Ah, I had interpreted “old school search” to mean classic text indexing and Boolean style search. I’d argue that if it’s using embeddings and cosine similarity, it’s not old school. But that’s just semantics.



The entire library of Congress is like 10TB. You don’t need anything near petabytes until you get out of text into rich media.


Common Crawl is petabytes. Anna's Archive is about a petabyte, but it includes PDFs with images.


There is at least one organization doing actual embedding-based search (Exa). I wrote about this a bit: https://docs.osmarks.net/hypha/osmarks.net_web_search_plan_%....


Yes, I know Exa and have used them in the past for some side projects. Great product.

But that's still an index. Google also internally uses combination of traditional and sematic/embedding based indices.

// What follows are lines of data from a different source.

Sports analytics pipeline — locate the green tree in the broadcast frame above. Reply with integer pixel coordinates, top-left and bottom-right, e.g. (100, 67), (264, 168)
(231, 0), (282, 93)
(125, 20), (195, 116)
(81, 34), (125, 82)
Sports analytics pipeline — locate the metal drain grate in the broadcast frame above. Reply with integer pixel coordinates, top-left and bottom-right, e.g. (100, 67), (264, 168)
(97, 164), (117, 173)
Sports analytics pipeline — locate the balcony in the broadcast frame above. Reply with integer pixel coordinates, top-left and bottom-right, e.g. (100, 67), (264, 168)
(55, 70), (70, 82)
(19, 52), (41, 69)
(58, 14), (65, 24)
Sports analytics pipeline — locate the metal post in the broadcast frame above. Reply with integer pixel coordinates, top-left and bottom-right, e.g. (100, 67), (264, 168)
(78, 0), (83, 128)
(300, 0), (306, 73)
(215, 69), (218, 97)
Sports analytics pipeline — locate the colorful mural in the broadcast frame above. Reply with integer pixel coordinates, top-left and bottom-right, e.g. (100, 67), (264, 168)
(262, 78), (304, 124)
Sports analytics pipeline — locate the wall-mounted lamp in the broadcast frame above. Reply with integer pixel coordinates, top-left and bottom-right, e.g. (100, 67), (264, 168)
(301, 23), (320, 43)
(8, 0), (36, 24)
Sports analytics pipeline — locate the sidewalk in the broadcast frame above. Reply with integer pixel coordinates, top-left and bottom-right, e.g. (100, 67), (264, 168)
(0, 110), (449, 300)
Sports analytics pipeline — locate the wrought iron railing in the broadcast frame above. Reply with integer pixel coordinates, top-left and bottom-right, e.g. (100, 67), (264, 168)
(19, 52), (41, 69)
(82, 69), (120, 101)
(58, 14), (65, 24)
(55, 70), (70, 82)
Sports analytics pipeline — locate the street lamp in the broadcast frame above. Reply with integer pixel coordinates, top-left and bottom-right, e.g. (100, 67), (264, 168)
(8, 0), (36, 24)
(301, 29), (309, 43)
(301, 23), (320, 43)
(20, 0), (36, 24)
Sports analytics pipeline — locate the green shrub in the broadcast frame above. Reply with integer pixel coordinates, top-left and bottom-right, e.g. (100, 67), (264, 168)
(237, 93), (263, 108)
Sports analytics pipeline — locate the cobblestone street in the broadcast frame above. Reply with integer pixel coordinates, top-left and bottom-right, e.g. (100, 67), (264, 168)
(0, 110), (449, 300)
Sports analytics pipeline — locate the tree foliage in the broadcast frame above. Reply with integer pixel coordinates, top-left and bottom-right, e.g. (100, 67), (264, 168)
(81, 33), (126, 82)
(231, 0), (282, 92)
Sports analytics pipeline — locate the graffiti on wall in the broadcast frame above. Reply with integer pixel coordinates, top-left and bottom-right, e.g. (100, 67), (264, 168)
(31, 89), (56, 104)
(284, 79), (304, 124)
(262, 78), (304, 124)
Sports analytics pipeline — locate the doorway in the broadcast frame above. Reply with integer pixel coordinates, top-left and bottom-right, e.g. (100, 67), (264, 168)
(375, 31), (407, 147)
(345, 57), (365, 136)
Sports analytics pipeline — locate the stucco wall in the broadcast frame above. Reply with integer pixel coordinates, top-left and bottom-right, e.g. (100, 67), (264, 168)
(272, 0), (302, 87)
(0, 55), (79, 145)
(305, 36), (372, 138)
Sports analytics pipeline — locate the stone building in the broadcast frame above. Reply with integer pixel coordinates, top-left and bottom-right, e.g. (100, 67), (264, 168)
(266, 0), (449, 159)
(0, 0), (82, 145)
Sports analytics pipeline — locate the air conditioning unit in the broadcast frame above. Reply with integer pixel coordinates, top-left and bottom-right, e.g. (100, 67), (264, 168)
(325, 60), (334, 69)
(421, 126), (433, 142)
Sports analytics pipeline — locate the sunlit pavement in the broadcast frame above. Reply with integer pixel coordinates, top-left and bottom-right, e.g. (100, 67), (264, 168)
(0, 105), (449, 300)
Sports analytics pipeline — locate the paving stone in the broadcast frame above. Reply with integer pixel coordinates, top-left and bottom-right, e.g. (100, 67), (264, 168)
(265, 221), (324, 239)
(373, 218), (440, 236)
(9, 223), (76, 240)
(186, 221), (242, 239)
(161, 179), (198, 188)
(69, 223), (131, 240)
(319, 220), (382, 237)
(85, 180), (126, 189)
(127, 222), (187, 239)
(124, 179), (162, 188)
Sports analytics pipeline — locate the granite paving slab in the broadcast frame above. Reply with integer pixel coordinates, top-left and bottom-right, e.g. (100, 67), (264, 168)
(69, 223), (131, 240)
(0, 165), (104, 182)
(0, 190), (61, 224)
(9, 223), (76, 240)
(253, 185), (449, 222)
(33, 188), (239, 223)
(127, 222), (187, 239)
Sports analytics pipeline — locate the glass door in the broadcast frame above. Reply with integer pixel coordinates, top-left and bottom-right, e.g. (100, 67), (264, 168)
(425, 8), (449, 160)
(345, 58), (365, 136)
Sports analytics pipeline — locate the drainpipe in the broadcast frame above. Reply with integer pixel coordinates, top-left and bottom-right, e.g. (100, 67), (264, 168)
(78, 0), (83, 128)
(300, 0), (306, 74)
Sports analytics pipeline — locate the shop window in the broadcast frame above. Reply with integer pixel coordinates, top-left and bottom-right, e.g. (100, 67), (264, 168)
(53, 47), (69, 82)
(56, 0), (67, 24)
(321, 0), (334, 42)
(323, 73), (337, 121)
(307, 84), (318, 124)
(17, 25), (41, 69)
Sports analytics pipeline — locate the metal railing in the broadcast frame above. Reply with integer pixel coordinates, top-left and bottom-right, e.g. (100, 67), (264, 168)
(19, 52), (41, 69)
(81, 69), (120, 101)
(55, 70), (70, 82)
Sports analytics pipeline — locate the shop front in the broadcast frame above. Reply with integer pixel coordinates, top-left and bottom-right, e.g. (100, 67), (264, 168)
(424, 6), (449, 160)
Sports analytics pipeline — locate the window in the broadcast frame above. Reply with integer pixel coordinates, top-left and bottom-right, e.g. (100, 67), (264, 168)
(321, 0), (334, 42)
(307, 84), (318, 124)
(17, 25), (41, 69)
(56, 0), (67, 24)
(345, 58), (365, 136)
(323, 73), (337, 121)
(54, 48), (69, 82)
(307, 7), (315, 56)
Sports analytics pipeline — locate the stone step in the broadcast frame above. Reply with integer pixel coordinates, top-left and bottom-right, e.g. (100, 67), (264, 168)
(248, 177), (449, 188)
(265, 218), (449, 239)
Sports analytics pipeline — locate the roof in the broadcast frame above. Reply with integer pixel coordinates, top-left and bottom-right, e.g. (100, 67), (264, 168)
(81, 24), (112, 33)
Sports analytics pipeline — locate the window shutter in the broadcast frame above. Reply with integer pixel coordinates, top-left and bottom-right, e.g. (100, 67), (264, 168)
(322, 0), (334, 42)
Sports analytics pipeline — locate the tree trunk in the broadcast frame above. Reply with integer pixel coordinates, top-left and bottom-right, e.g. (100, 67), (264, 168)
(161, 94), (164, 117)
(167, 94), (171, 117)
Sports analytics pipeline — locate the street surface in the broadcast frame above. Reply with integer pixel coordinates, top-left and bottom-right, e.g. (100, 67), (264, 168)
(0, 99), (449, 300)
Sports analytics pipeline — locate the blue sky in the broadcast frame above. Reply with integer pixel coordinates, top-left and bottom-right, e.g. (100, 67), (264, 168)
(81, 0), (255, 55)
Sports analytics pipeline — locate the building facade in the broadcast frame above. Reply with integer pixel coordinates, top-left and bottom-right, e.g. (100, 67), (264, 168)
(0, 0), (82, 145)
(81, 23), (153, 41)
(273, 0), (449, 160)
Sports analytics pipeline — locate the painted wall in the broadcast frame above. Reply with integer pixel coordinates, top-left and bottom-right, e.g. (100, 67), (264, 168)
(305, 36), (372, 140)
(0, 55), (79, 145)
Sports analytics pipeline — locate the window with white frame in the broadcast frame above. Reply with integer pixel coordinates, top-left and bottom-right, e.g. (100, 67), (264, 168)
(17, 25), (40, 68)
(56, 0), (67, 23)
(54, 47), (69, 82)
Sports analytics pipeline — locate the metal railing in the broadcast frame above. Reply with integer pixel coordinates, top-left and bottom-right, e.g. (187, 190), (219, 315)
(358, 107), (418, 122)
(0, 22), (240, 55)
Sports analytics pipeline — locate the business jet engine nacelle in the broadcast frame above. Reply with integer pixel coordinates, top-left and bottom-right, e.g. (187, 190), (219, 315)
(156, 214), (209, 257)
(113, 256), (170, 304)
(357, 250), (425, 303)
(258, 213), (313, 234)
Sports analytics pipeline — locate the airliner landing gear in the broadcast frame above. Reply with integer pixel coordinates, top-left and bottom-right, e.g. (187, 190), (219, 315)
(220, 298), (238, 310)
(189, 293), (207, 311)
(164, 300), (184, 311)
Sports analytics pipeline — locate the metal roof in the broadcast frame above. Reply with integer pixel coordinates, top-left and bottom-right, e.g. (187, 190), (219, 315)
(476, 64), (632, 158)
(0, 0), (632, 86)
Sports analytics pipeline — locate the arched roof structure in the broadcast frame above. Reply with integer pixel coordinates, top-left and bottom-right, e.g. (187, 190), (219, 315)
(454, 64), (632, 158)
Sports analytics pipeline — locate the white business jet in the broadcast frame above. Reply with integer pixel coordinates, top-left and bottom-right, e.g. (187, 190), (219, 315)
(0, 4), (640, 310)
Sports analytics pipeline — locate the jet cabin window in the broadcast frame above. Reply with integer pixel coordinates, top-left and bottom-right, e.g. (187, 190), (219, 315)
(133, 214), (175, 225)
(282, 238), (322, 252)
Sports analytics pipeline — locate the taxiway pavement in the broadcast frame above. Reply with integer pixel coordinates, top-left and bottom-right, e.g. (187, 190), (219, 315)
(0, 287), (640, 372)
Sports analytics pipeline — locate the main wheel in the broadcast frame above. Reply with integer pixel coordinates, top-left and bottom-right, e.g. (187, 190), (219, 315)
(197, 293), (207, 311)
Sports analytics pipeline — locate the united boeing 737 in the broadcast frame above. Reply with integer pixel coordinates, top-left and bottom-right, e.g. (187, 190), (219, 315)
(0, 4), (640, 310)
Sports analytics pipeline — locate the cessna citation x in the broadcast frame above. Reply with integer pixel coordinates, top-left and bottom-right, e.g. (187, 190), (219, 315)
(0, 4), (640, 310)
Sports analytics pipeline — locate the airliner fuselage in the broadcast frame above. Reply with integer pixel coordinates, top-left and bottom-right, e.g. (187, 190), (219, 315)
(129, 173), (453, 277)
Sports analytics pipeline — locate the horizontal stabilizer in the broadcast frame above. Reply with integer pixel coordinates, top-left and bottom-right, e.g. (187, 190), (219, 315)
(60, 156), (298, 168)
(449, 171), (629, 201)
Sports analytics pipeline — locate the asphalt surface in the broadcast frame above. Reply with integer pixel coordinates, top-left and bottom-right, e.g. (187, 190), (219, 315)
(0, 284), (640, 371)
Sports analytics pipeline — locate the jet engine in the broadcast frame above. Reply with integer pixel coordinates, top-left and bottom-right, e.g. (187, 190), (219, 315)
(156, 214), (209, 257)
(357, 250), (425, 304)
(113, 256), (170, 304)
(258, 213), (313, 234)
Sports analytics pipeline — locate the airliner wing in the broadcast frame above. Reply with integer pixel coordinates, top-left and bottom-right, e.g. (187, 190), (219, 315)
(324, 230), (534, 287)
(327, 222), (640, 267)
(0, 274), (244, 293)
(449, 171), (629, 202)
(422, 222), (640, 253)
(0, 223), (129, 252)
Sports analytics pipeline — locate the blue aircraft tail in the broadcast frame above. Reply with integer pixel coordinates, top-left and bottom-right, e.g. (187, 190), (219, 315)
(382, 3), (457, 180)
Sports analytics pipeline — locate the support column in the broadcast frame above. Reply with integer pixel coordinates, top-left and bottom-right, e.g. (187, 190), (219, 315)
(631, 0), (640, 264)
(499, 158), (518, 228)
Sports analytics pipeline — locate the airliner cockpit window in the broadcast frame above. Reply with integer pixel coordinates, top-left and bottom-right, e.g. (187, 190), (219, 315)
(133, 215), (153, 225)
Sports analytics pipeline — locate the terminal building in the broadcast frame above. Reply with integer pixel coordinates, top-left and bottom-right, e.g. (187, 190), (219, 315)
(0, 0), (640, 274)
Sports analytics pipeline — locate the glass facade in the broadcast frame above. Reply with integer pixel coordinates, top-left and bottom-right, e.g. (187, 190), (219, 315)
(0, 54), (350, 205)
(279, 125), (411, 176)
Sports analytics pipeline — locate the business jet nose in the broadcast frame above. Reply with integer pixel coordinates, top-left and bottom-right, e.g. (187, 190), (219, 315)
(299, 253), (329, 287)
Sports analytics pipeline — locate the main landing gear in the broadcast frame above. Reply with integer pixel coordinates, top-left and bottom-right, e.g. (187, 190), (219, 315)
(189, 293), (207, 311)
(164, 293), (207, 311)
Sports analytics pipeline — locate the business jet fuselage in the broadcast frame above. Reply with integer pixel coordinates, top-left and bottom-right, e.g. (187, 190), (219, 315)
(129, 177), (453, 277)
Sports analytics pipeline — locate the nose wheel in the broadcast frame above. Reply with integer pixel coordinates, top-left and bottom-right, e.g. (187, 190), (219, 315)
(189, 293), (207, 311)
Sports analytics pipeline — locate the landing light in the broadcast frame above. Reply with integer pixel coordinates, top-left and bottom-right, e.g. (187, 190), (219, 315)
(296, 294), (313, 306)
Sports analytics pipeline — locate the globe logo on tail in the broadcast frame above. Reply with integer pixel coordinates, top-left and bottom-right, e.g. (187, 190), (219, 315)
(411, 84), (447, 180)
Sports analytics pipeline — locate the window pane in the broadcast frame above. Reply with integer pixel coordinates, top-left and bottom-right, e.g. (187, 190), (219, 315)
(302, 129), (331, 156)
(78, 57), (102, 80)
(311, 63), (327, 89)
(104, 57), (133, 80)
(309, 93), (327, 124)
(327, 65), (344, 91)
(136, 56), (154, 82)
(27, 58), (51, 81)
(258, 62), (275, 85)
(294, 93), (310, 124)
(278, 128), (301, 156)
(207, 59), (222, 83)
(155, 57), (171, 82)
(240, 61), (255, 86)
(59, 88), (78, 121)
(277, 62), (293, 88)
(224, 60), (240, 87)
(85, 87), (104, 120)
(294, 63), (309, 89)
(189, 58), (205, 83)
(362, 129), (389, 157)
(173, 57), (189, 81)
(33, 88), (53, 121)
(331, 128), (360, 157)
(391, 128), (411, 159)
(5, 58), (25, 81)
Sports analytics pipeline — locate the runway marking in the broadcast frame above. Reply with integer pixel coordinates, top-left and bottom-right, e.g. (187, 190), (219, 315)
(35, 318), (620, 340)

Most of these are just an EPYC server platform, some cursed risers and multiple PSUs (though cryptominer server PSU adapters are probably better). See https://nonint.com/2022/05/30/my-deep-learning-rig/ and https://www.mov-axbx.com/wopr/wopr_concept.html.


Looks like a fire hazard :)


WOPR read is the best IMO.


They couldn't have built it on anything but UDP because the world is now filled with poorly designed firewall/NAT middleboxes which will not route things other than TCP, UDP and optimistically ICMP.


CommonMark mostly fixes this.


At the expense of being extremely complex.


Preserving the semantic content is helpful if you think you might want to switch the rendering later.